Entretanto, se as eleições serviram para
ampliar o apoio da socialdemocracia, fez por outro lado que ela perdesse seu
caráter estritamente classista; a participação em coalizões políticas abriu
acesso ao governo, mas em troca forçou os socialdemocratas a moderar seu
programa, que foi paulatinamente concentrando-se em reivindicações
não-radicais, tais como seguro-desemprego, elevação da tributação dos mais
ricos, direitos dos aposentados, crédito para pequenas empresas, etc.
Moderação nos objetivos políticos e
participação em coalizões governamentais, por sua vez, exigiram modificações no
ideário socialdemocrata. O programa de
nacionalização de empresas privadas, por exemplo, foi abandonado, e o Estado convocado
a desempenhar papel protagonista na distribuição da riqueza produzida pelo setor
privado. Saiu de cena, dessa forma, o Marx da “expropriação dos expropriadores”
para a entrada do Keynes da regulamentação estatal.
Como o cientista político Adam Przeworski
colocou em seu estudo sobre a socialdemocracia (“Capitalism and Socialdemocracy”,
1985), foi o keynesianismo que propiciou a teoria para que governos
socialdemocratas induzissem a produção privada a atender as necessidades da
sociedade como um todo. Nesse sentido, a socialdemocracia foi a força política
que mais apresentou leis e regulações em benefício dos trabalhadores, de forma
a atenuar as desigualdades criadas pelo mercado capitalista.
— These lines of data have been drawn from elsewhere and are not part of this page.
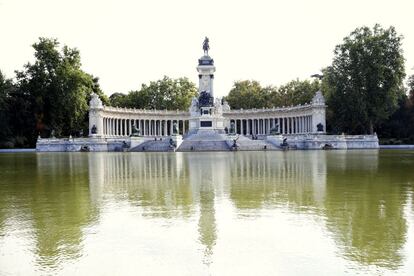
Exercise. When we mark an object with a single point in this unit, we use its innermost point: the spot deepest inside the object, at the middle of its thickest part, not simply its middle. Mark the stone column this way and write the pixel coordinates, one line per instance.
(165, 127)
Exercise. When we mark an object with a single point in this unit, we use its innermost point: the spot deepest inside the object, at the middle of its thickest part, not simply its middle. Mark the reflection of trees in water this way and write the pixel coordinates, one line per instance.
(166, 185)
(50, 194)
(364, 205)
(156, 181)
(61, 206)
(362, 198)
(275, 178)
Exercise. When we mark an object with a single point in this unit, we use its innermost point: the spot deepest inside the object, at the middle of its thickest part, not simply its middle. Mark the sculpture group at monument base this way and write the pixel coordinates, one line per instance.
(208, 142)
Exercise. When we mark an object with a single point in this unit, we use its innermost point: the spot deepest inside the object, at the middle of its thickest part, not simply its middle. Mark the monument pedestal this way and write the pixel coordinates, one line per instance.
(276, 140)
(135, 141)
(177, 139)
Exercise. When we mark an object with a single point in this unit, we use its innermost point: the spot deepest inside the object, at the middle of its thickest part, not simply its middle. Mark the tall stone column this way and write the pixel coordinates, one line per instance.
(318, 112)
(95, 116)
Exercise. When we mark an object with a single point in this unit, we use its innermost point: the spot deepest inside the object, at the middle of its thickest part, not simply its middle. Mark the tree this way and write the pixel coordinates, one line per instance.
(5, 87)
(249, 94)
(365, 79)
(57, 89)
(411, 90)
(166, 93)
(295, 92)
(118, 99)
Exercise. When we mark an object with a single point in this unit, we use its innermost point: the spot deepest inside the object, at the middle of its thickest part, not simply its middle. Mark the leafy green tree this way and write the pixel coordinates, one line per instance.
(365, 79)
(167, 93)
(249, 94)
(5, 86)
(57, 89)
(411, 90)
(118, 99)
(294, 93)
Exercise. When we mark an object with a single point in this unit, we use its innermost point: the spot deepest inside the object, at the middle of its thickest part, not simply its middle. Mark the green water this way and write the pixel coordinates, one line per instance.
(243, 213)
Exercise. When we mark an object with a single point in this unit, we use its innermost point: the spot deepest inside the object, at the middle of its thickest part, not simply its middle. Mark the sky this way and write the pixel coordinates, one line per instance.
(126, 43)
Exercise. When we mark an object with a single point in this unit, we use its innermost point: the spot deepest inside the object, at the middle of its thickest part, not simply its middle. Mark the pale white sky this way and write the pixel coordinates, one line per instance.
(126, 43)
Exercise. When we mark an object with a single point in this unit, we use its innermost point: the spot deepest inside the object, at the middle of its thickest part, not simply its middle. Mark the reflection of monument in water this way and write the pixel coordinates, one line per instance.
(60, 207)
(364, 213)
(367, 218)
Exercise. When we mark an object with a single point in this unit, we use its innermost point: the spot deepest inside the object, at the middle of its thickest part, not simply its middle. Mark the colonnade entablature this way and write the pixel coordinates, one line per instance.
(112, 122)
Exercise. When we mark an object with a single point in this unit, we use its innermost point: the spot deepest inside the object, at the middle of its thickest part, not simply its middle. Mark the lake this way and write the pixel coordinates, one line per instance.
(221, 213)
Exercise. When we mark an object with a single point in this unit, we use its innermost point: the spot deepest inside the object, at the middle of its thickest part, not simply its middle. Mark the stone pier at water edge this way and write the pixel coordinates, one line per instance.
(209, 125)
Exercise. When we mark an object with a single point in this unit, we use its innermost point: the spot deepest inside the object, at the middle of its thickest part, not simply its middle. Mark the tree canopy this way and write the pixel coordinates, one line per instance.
(50, 94)
(365, 80)
(250, 94)
(165, 93)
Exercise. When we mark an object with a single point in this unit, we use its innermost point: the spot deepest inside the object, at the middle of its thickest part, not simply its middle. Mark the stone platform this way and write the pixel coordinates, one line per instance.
(208, 141)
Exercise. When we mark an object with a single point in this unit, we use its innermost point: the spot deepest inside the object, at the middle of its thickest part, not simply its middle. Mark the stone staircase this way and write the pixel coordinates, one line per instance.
(204, 140)
(246, 143)
(197, 145)
(152, 145)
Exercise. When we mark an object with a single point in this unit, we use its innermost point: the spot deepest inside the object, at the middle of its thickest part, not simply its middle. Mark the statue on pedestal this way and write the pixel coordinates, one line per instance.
(275, 130)
(319, 127)
(135, 131)
(232, 129)
(94, 130)
(175, 128)
(206, 46)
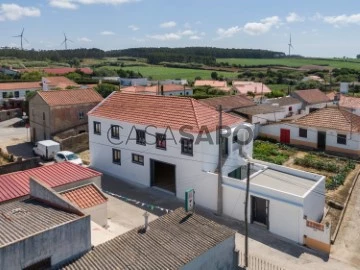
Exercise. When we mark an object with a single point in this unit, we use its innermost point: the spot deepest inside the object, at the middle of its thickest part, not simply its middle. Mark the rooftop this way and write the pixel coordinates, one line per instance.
(228, 102)
(85, 196)
(259, 109)
(312, 96)
(15, 185)
(172, 241)
(283, 101)
(20, 219)
(331, 118)
(19, 86)
(70, 97)
(161, 111)
(283, 182)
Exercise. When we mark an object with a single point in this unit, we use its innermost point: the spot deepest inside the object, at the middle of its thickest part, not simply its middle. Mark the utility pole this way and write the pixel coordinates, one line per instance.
(220, 197)
(246, 215)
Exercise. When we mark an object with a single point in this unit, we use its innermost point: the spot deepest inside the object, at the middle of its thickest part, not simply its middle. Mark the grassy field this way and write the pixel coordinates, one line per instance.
(163, 73)
(294, 62)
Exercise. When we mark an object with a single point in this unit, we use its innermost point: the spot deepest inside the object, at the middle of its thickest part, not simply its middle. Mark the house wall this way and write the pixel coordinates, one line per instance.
(189, 171)
(222, 256)
(352, 146)
(61, 244)
(39, 128)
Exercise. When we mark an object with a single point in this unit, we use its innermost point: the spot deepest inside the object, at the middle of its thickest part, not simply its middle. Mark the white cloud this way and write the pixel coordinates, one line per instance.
(164, 37)
(84, 39)
(264, 26)
(133, 27)
(13, 12)
(74, 4)
(107, 33)
(341, 19)
(226, 33)
(168, 24)
(293, 17)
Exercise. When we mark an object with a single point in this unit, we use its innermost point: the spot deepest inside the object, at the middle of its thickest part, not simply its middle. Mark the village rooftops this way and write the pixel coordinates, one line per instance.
(70, 97)
(22, 219)
(171, 242)
(16, 185)
(228, 102)
(311, 96)
(162, 111)
(331, 118)
(20, 86)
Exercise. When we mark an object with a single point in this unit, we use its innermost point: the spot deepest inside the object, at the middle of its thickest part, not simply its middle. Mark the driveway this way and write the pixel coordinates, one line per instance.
(262, 243)
(347, 243)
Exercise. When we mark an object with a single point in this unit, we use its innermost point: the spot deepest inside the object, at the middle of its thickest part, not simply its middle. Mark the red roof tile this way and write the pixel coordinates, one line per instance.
(19, 86)
(312, 96)
(70, 97)
(15, 185)
(161, 111)
(85, 196)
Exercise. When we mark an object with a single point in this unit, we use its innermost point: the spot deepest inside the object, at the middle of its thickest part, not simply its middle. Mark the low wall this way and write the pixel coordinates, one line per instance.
(77, 143)
(20, 165)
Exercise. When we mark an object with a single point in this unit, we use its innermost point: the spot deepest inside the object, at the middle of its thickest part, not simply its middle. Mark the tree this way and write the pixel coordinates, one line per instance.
(105, 89)
(214, 75)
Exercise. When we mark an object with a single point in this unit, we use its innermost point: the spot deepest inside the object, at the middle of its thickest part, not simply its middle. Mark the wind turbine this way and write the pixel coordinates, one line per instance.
(21, 36)
(290, 46)
(65, 41)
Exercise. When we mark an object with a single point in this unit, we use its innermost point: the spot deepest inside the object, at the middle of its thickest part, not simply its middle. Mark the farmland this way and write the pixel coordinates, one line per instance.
(294, 62)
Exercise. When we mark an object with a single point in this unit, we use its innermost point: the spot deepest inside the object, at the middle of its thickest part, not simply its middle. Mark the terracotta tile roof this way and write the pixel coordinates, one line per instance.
(70, 97)
(331, 118)
(228, 102)
(15, 185)
(20, 86)
(66, 70)
(85, 196)
(311, 96)
(173, 240)
(59, 82)
(243, 87)
(161, 111)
Através de políticas anticíclicas, a
socialdemocracia logrou, mesmo em períodos de crise econômica, manter os níveis
salariais da população e estimular o crescimento econômico.
Como resultado dessas políticas, a partir da
década de 1930 – mas com mais força no período pós-segunda guerra mundial – os
países europeus, principalmente os nórdicos, conheceram um desenvolvimento
econômico e social sem precedentes, que entrou para a história como o welfare
state: o estado de bem-estar social. Embora a socialdemocracia não tenha sido a
única força política a participar da construção do welfare state, foi de longe
a mais importante delas. Não é exagero afirmar que o welfare state significou uma
verdadeira revolução, que marcou o apogeu da socialdemocracia.
Essa revolução, contudo, teve um caráter
silencioso. Por ela não ter tentado “assaltar os céus”, nem provocado
insurreições ou mudanças violentas de regime, como foram os casos das
revoluções francesa e russa, seu impacto histórico foi limitado. Realizada
através de reformas ao longo de vários anos, via parlamento, não causou grande
alarde.
Com o passar do tempo, o welfare state foi
perdendo seu poder de atração, na medida em que suas conquistas se
naturalizaram e a socialdemocracia foi se acomodando ao status quo capitalista.
O objetivo de atingir o socialismo foi esquecido, e as desigualdades e a
concentração de renda se acentuaram. Pela esquerda, passou a ser acusada de
transformar-se em “administradora do capitalismo”. Pela direita, a onda
neoliberal capitaneada pelo thatcherismo e o reaganismo a partir da década de
1980 atacou os socialistas pelo seu intervencionismo estatal, excesso de impostos
que inibiam investimentos e políticas econômicas que geravam déficits fiscais crônicos.
Além disso, a socialdemocracia teve de
enfrentar novos desafios colocados pela globalização dos mercados, o declínio
da indústria, a questão ambiental, a expansão das redes sociais e os efeitos da
revolução tecnológica no mercado de trabalho. Mais recentemente, tem enfrentado
a ascensão da extrema direita na Europa e a concorrência de movimentos
identitários. Aos olhos de boa parte do
eleitorado europeu, os socialistas e socialdemocratas passaram a ser vistos
como peças de museu, desconectados dos problemas das sociedades contemporâneas.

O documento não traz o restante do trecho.